21 August 2007

If I knit a big enough blanket, I won't need to put my head in the sand

I have my mail set to deliver Merry Rose traffic into its own folder, and I know better than to open that folder this week. I've said as much as I want to say on the subject on the Bright Hills list. The only thing I'll add is that for me the SCA has become a question of whether the fun outweighs the BS, and lately, it hasn't. If you've been wondering why I haven't been out at events, that's why.

On to more pleasant things.

I finally found some time to play around in Ravelry this weekend, and it is good. I haven't gotten much put in yet but I got a start, and I like it.

I've also been playing around with some Victorian knitting patterns. I've been on sort of a Victoriana kick recently for no good reason I can explain, reading Victorian novels (good ones -- I just finished Wilkie Collins' The Moonstone and if you haven't read it, you should) and staring at reprints of needlework books. I picked up a couple volumes of the Weldon's Practical Needlework series secondhand (Vol. 4 about a year ago, actually, and volume 5 more recently) and some of the patterns, especially the ones for babies and toddlers, are just charming. Since I have a lot of friends and family who have either had babies recently or will be having babies soonish, I can indulge myself a little and still feel like I'm doing something useful.

So here's a start on that:

'Vest of a Child of Three'

The front (or back) of 'Vest for a Child of Three,' from Vol. 4, done in fingering weight on 3.25 mm needles. The pattern calls for old UK size 14 needles, which is a modern 3.25 mm, so the needle size is correct, anyway. I haven't taken measurements yet, so I can't say what my gauge worked out to be or if the finished item will be an appropriate size for a modern three-year-old or not. I'll do that when the whole thing's done.
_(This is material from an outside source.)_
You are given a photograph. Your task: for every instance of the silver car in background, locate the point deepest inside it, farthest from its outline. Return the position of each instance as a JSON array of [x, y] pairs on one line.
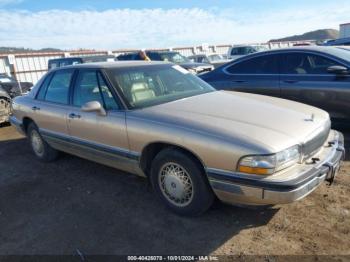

This particular pattern is kind of nifty because it's knit sideways. The stitches used are double moss and garter, and the front and back pieces are identical. The vest is supposed to be finished with a crocheted edge which would probably be too frilly for a boy by modern standards, but you could easily pick up stitches for a ribbed edge at the neckline and armholes if you preferred.
Also, very quick knit, and the Weldon's patterns don't require a lot of translation to make sense to a modern knitter. If you are a faster knitter than I am, or could dedicate a whole weekend to knitting, you could probably cast on the vest on a Friday evening and be done with it by Sunday.
I've also been playing with a knitted counterpane square from Beeton's Book of Needlework -- a pattern which, unlike the neckerchief I was annoyed by last year, is easy to decipher and makes something which looks like the engraving. More details on that when I get the first square finished and can take a picture of it.